И все же разговорная среда — это одно, а художественная культура — несколько иное. В русской литературе никогда не злоупотребляли данной филологической областью — а если и применяли соленую лексику, то всегда исключительно в случаях, когда она была необходима для воплощения конкретной образности. Поэтому цензурировать произведения искусства, содержащие подобные лингвистические «пряности», часто равносильно убийству этих произведений. Ну как можно представить себе роман А. Н. Толстого «Петр Первый» без многократно употребляемого в нем выражения «блядин сын»? Или «Архипелаг ГУЛАГ» А. Солженицына без рассыпанных по нему перлов лагерного остроумия (типа «Из этого РАЯ — не выйдет ни х…я!»)?
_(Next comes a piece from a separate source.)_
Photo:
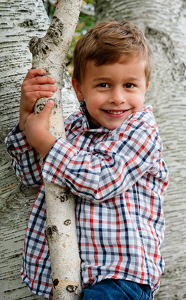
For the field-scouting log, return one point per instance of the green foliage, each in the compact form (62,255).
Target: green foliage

Как можно отретушировать сочнейший (и не всегда «причесанный») язык «Жития протопопа Аввакума»? А что делать с гениальным сатирическим романом классика отечественного магического реализма А. Зиновьева «Зияющие высоты», где жители города Ибанска (стоящего на речке Ибанючке) исповедуют всесильное и верное учение «ибанизм», а правит ими вождь по имени «Заведующий Ибанском» (любовно — Заибан)? А с сочинениями Маканина, Пелевина, Сорокина, Николая Коляды, с поэмой Маяковского «Во весь голос», наконец?
Чтобы читатель прочувствовал эту «сферу российской духовности», я позволю себе процитировать несколько маленьких примеров из сокровищ русской поэзии. Вот всем известная эпиграмма Пушкина (обыгрывающая, к слову, «голубую» тематику»): «В Академии наук заседает князь Дундук. Говорят, не подобает для него такая честь. Отчего ж он заседает? Оттого, что жопа есть».
Вот горькое «антипатриотическое» стихотворение Некрасова» (для справки: Гутенберг — изобретатель книгопечатания, в контексте стиха — символ книги): «Наконец из Кенигсберга я приблизился к стране, где не любят Гутенберга и находят вкус в говне. Выпил русского настою, услыхал еб…ну мать, и пошли передо мною рожи русские писать».
Наконец, вот стихи нашего современника, поэта-концептуалиста Тимура Кибирова: «Это все мое родное, это все х…е-мое! То раздолье удалое, то колючее жнивье. То березка, то рябина, то река, а то ЦК; то зэка, то хер с полтиной, то сердечная тоска!»
Вспоминаются мудрые слова мессира Воланда, обращенные к Левию Матвею: «Не будешь ли ты так добр подумать над вопросом: что бы делало твое добро, если бы не существовало зла, и как бы выглядела земля, если бы с нее исчезли тени? …Не хочешь ли ты ободрать весь земной шар, снеся с него прочь все деревья и все живое из-за твоей фантазии наслаждаться голым светом? Ты глуп». Для справки: Булгаков здесь вкладывает в уста своего героя философские рассуждения гениального украинского поэта и мыслителя Григория Сковороды. В общем, не стоит уподобляться афинским демагогам, отправившим на казнь Сократа за «развращение подрастающего поколения»: искусство не обязано ходить в пуританских кандалах, и вечно остается актуальной пушкинская мудрость — «Иная, лучшая, потребна мне свобода: зависеть от царя, зависеть от народа — не все ли нам равно? Бог с ними. Никому отчета не давать».